About the code coverage

This article was published more than 6 months ago, this means the content may be out of date or no longer relevant.

When starting to write unit tests in a project and we want to have some test metric, we usually start with the code coverage. This indicator is very used, but it’s also very criticized.

The code coverage is a measure of the executed source code lines during the test process. It means it counts the production code lines browses by tests.
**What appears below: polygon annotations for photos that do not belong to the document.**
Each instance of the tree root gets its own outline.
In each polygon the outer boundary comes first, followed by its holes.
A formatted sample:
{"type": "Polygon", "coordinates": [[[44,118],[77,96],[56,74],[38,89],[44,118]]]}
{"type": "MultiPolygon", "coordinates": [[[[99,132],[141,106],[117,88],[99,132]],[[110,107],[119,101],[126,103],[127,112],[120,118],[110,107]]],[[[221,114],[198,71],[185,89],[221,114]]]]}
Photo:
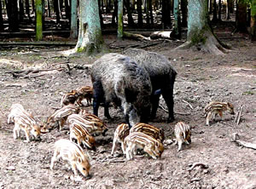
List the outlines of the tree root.
{"type": "Polygon", "coordinates": [[[195,47],[198,50],[203,50],[215,55],[224,55],[231,51],[229,49],[230,47],[228,45],[221,43],[212,32],[206,32],[205,37],[205,43],[200,42],[195,43],[192,41],[187,41],[183,44],[175,48],[174,50],[188,49],[195,47]]]}
{"type": "Polygon", "coordinates": [[[193,170],[196,166],[201,166],[203,169],[207,169],[208,168],[207,165],[206,165],[202,163],[199,163],[199,162],[196,162],[196,163],[189,163],[189,166],[190,168],[187,169],[188,171],[193,170]]]}
{"type": "Polygon", "coordinates": [[[235,141],[238,145],[242,146],[244,147],[252,148],[253,150],[256,150],[256,144],[253,144],[250,142],[246,142],[246,141],[239,140],[239,135],[237,133],[233,134],[233,141],[235,141]]]}

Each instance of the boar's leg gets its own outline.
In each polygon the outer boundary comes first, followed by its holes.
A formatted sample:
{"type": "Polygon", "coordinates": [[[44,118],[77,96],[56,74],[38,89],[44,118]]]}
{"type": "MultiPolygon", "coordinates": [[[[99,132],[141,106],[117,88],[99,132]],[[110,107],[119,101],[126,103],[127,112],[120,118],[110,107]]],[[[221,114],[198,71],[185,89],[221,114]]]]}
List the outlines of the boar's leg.
{"type": "Polygon", "coordinates": [[[174,112],[173,112],[173,106],[174,106],[174,101],[173,101],[173,89],[169,88],[169,89],[162,89],[162,95],[163,98],[166,103],[166,106],[168,107],[169,111],[169,117],[167,122],[171,123],[174,121],[174,112]]]}
{"type": "Polygon", "coordinates": [[[109,114],[109,102],[105,102],[104,105],[104,116],[108,118],[108,119],[112,119],[110,114],[109,114]]]}
{"type": "Polygon", "coordinates": [[[156,111],[159,106],[160,96],[161,94],[161,89],[157,89],[152,94],[151,96],[151,104],[152,104],[152,112],[151,112],[151,119],[154,119],[156,116],[156,111]]]}
{"type": "Polygon", "coordinates": [[[104,101],[104,90],[100,81],[93,83],[93,114],[98,116],[100,103],[104,101]]]}

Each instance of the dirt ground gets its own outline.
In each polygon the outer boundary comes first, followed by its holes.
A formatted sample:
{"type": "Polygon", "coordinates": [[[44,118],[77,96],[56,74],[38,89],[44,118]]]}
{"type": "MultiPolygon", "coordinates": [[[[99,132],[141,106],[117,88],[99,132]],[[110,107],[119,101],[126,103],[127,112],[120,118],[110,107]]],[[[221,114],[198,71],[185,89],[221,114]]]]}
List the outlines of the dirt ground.
{"type": "MultiPolygon", "coordinates": [[[[157,117],[149,123],[165,130],[166,140],[162,158],[154,160],[137,156],[131,161],[110,155],[113,132],[123,121],[122,112],[112,107],[113,121],[104,119],[109,129],[105,137],[97,136],[97,150],[89,151],[92,178],[73,180],[73,172],[60,161],[49,169],[55,140],[68,139],[68,128],[42,135],[41,141],[25,143],[14,140],[14,124],[7,124],[9,108],[20,103],[38,123],[60,106],[63,94],[80,86],[91,85],[90,65],[99,56],[61,55],[69,48],[23,47],[0,51],[0,188],[256,188],[256,151],[238,146],[232,134],[256,143],[256,43],[247,36],[230,35],[225,29],[216,32],[232,51],[214,56],[197,50],[172,51],[182,42],[161,41],[144,49],[169,58],[178,75],[175,83],[175,122],[166,123],[167,113],[158,109],[157,117]],[[68,61],[72,70],[68,71],[68,61]],[[30,73],[30,77],[14,77],[12,71],[52,69],[30,73]],[[38,75],[41,76],[38,76],[38,75]],[[38,76],[33,77],[33,76],[38,76]],[[235,110],[243,106],[241,122],[225,112],[206,126],[203,108],[211,100],[229,101],[235,110]],[[168,143],[173,138],[173,126],[178,121],[192,129],[192,143],[183,151],[168,143]],[[167,142],[166,142],[167,141],[167,142]],[[201,163],[192,170],[189,164],[201,163]]],[[[106,36],[111,46],[147,45],[131,40],[116,41],[106,36]]],[[[112,49],[120,52],[119,49],[112,49]]],[[[165,103],[161,101],[162,106],[165,103]]],[[[92,106],[87,106],[92,112],[92,106]]],[[[99,117],[103,117],[102,107],[99,117]]],[[[121,154],[121,150],[119,152],[121,154]]]]}

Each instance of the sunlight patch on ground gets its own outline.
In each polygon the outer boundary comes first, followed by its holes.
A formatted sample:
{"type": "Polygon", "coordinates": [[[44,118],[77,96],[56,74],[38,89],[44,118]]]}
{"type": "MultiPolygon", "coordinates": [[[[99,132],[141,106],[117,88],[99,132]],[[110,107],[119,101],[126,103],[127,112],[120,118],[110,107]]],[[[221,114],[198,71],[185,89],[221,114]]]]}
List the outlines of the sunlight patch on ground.
{"type": "Polygon", "coordinates": [[[15,65],[15,66],[22,66],[22,63],[20,61],[17,60],[12,60],[8,59],[0,59],[0,65],[2,64],[7,64],[7,65],[15,65]]]}
{"type": "Polygon", "coordinates": [[[224,70],[231,72],[230,76],[239,76],[239,77],[256,77],[256,69],[250,68],[241,68],[241,67],[224,67],[224,70]]]}

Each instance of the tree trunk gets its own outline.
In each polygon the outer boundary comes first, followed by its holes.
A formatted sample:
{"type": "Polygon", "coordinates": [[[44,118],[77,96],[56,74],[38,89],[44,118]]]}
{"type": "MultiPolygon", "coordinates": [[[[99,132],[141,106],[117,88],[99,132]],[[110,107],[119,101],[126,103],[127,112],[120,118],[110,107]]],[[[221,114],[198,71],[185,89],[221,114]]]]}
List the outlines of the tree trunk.
{"type": "Polygon", "coordinates": [[[231,3],[232,3],[232,0],[227,0],[227,5],[226,5],[226,20],[230,20],[230,19],[231,3]]]}
{"type": "Polygon", "coordinates": [[[146,23],[147,23],[147,27],[150,27],[150,15],[149,15],[149,1],[150,0],[146,0],[145,1],[145,10],[146,10],[146,23]]]}
{"type": "Polygon", "coordinates": [[[26,7],[26,14],[29,20],[31,20],[31,16],[30,16],[30,10],[29,10],[29,0],[25,1],[25,7],[26,7]]]}
{"type": "Polygon", "coordinates": [[[246,2],[237,1],[236,13],[236,32],[247,32],[247,4],[246,2]]]}
{"type": "Polygon", "coordinates": [[[65,0],[65,12],[66,12],[66,19],[68,19],[70,21],[70,1],[65,0]]]}
{"type": "Polygon", "coordinates": [[[209,14],[212,14],[212,0],[209,0],[208,9],[209,9],[209,14]]]}
{"type": "Polygon", "coordinates": [[[256,41],[256,0],[251,3],[251,28],[250,36],[252,41],[256,41]]]}
{"type": "Polygon", "coordinates": [[[124,0],[125,4],[125,8],[127,10],[127,14],[128,14],[128,25],[131,26],[134,26],[134,21],[133,21],[133,18],[131,15],[131,7],[130,7],[130,0],[124,0]]]}
{"type": "Polygon", "coordinates": [[[179,0],[174,0],[174,26],[172,37],[180,39],[181,37],[181,23],[180,23],[180,14],[179,14],[179,0]]]}
{"type": "Polygon", "coordinates": [[[139,26],[143,26],[143,2],[142,0],[137,0],[137,24],[139,26]]]}
{"type": "Polygon", "coordinates": [[[9,29],[11,32],[17,32],[19,30],[18,21],[18,3],[17,1],[7,0],[6,1],[9,29]]]}
{"type": "Polygon", "coordinates": [[[121,39],[124,36],[123,10],[124,10],[124,0],[119,0],[119,9],[118,9],[118,38],[119,39],[121,39]]]}
{"type": "Polygon", "coordinates": [[[171,9],[168,0],[162,0],[162,25],[164,28],[171,28],[171,9]]]}
{"type": "Polygon", "coordinates": [[[221,21],[221,0],[218,0],[218,21],[221,21]]]}
{"type": "Polygon", "coordinates": [[[216,0],[213,0],[213,12],[212,12],[212,22],[217,22],[218,21],[218,18],[217,18],[217,3],[216,3],[216,0]]]}
{"type": "Polygon", "coordinates": [[[109,14],[112,9],[112,1],[107,0],[107,6],[106,6],[106,14],[109,14]]]}
{"type": "Polygon", "coordinates": [[[19,20],[23,21],[24,19],[24,6],[23,6],[23,1],[19,0],[19,20]]]}
{"type": "Polygon", "coordinates": [[[31,0],[31,2],[32,2],[32,14],[33,14],[35,12],[35,0],[31,0]]]}
{"type": "Polygon", "coordinates": [[[151,26],[154,26],[154,17],[153,17],[153,10],[152,10],[152,0],[149,0],[149,14],[150,14],[150,24],[151,26]]]}
{"type": "Polygon", "coordinates": [[[213,54],[224,54],[226,45],[213,34],[210,26],[207,0],[189,0],[187,42],[177,48],[187,49],[192,46],[213,54]]]}
{"type": "Polygon", "coordinates": [[[59,0],[53,0],[54,1],[54,10],[56,14],[56,24],[60,24],[61,17],[60,17],[60,9],[59,9],[59,0]]]}
{"type": "Polygon", "coordinates": [[[79,0],[79,33],[75,51],[91,55],[105,49],[98,1],[79,0]]]}
{"type": "Polygon", "coordinates": [[[0,31],[3,28],[3,20],[2,14],[2,1],[0,0],[0,31]]]}
{"type": "Polygon", "coordinates": [[[118,0],[113,0],[113,11],[112,14],[112,25],[115,25],[115,20],[118,20],[118,0]]]}
{"type": "Polygon", "coordinates": [[[71,1],[70,37],[78,37],[78,1],[71,1]]]}
{"type": "Polygon", "coordinates": [[[43,39],[43,6],[42,0],[36,0],[36,41],[43,39]]]}
{"type": "Polygon", "coordinates": [[[181,0],[181,11],[182,11],[182,26],[187,27],[188,26],[188,0],[181,0]]]}

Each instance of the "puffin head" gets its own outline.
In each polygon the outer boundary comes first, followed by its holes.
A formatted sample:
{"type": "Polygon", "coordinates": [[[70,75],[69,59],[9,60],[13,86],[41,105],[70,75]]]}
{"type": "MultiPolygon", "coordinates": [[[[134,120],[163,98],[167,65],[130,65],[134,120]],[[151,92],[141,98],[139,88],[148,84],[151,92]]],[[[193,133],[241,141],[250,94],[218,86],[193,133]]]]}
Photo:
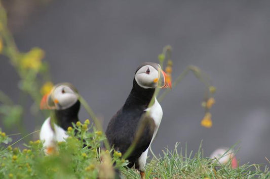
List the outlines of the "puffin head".
{"type": "Polygon", "coordinates": [[[141,64],[136,71],[134,79],[139,86],[145,89],[172,87],[168,75],[160,65],[155,63],[141,64]]]}
{"type": "Polygon", "coordinates": [[[228,149],[217,149],[213,152],[210,158],[217,159],[219,163],[222,165],[225,165],[228,162],[230,162],[232,168],[235,169],[237,168],[237,160],[235,157],[235,153],[228,149]]]}
{"type": "Polygon", "coordinates": [[[68,83],[59,83],[43,96],[40,108],[41,109],[66,109],[78,100],[78,90],[72,85],[68,83]]]}

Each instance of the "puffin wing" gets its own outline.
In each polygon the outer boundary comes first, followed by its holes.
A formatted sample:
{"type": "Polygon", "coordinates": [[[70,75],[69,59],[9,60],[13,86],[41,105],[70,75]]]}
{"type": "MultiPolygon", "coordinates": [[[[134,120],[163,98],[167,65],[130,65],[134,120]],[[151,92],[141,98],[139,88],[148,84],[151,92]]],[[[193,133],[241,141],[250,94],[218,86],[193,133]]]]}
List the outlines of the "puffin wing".
{"type": "Polygon", "coordinates": [[[110,121],[106,131],[110,145],[123,154],[133,142],[136,143],[135,148],[128,157],[131,166],[149,147],[156,128],[153,119],[147,111],[133,110],[133,112],[119,110],[110,121]],[[139,113],[140,114],[135,115],[139,113]]]}

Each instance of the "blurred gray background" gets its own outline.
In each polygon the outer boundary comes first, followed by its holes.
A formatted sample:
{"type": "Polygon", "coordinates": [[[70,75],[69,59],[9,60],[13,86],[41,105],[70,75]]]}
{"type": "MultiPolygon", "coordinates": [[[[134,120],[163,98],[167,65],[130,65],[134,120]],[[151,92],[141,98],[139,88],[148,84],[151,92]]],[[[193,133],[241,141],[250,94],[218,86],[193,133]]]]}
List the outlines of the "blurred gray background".
{"type": "MultiPolygon", "coordinates": [[[[29,1],[21,1],[26,13],[18,13],[10,25],[19,49],[44,49],[53,82],[74,85],[104,129],[127,97],[137,66],[158,62],[162,48],[170,44],[173,80],[194,65],[217,87],[213,126],[200,125],[205,88],[190,73],[161,103],[164,116],[154,152],[172,149],[176,142],[197,151],[203,140],[206,156],[239,142],[241,163],[267,163],[270,1],[23,2],[29,1]]],[[[1,58],[1,89],[16,101],[19,77],[1,58]]],[[[41,125],[44,120],[26,115],[29,131],[34,130],[33,121],[41,125]]],[[[89,117],[83,108],[80,117],[89,117]]]]}

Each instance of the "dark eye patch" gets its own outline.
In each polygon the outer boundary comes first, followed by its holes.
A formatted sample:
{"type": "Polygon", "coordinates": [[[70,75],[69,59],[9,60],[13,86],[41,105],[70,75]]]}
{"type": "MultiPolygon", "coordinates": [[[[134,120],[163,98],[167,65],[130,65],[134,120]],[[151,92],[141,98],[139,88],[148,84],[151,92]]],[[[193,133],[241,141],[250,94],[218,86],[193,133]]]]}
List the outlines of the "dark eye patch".
{"type": "Polygon", "coordinates": [[[148,68],[147,68],[147,70],[146,70],[146,72],[145,72],[146,73],[146,74],[150,74],[150,69],[148,68]]]}

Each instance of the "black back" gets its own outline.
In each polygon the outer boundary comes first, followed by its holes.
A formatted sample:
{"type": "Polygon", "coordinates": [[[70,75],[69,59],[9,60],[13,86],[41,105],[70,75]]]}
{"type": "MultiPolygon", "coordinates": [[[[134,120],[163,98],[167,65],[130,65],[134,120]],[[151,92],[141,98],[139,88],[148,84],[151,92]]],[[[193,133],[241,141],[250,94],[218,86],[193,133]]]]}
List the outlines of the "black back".
{"type": "MultiPolygon", "coordinates": [[[[111,147],[124,154],[134,141],[141,118],[145,113],[155,93],[155,89],[144,89],[135,79],[130,94],[124,106],[110,120],[106,136],[111,147]]],[[[147,125],[138,141],[133,152],[127,158],[132,167],[150,145],[153,130],[147,125]]]]}
{"type": "Polygon", "coordinates": [[[81,103],[78,100],[75,104],[67,109],[54,110],[55,123],[63,130],[67,130],[67,128],[72,126],[72,123],[76,124],[79,121],[78,113],[80,106],[81,103]]]}

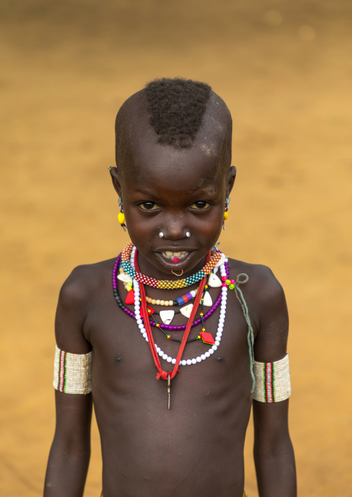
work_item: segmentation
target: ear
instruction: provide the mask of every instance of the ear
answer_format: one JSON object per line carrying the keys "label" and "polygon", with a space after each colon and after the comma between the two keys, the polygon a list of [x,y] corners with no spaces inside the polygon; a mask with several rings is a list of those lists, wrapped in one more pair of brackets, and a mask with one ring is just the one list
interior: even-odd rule
{"label": "ear", "polygon": [[227,173],[227,183],[226,183],[226,197],[229,197],[230,192],[234,187],[234,183],[236,179],[236,168],[234,165],[231,165]]}
{"label": "ear", "polygon": [[121,183],[120,179],[118,178],[117,168],[115,167],[111,168],[109,171],[110,171],[110,176],[112,177],[112,184],[114,185],[114,188],[115,188],[118,197],[120,198],[122,198]]}

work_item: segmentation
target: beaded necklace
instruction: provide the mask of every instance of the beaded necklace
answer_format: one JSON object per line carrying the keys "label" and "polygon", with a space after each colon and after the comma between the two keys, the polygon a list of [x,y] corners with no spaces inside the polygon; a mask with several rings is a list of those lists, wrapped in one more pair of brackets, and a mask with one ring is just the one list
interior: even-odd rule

The problem is that lines are counted even if there is no test assertions.

For example, taking this code:

function calculate(string $op, int $x, int $y): int
{
    return match ($op) {
        '+' => $x + $y,
        '-' => $x - $y,
        '*' => $x * $y,
        '/' => $x / $y,
        default => throw new \InvalidArgumentException(),
    };
}

And its associated test:

class CalculatorTest extends TestCase
{
    public function testCalculateMethod(): void
    {
        $resultat = calculate('+', 1, 5);

        $this->assertIsInt($resultat);
    }
}

We obtain the following code coverage result:

Summary:
  Classes: 100.00% (1/1)
  Methods: 100.00% (1/1)
  Lines:   100.00% (7/7)

The test has no pertinent assertion, but we have 100% code coverage. That’s why code coverage is criticized.

This is also why we should consider code coverage as a project negative indicator and not as a quality indicator. A project with a bad code coverage indicates missing tests. Whereas, if it has a good code coverage, it is not enough to measure the test quality. We should complete it with other metrics.

Note that there is another metric related to the code coverage: the branch coverage. It consists to evaluate and check if each control structure (such as if or case statements) has been executed.

It we take our previous example, the branch coverage result would be:

Summary:
  Classes:  0.00% (0/1)
  Methods:  0.00% (0/1)
  Paths:    20.00% (1/5)
  Branches: 42.86% (3/7)
  Lines:    100.00% (7/7)

We can easily see the difference. Every line of code has been executed, but tests only explored one of the five possible execution paths. This clearly indicates that tests are not relevant because they cover a few behaviors.

As we saw, branch coverage is a better indicator than code coverage. Nevertheless, we should be careful as it is expensive to calculate (time, CPU, memory, …) and it can slow your test suite.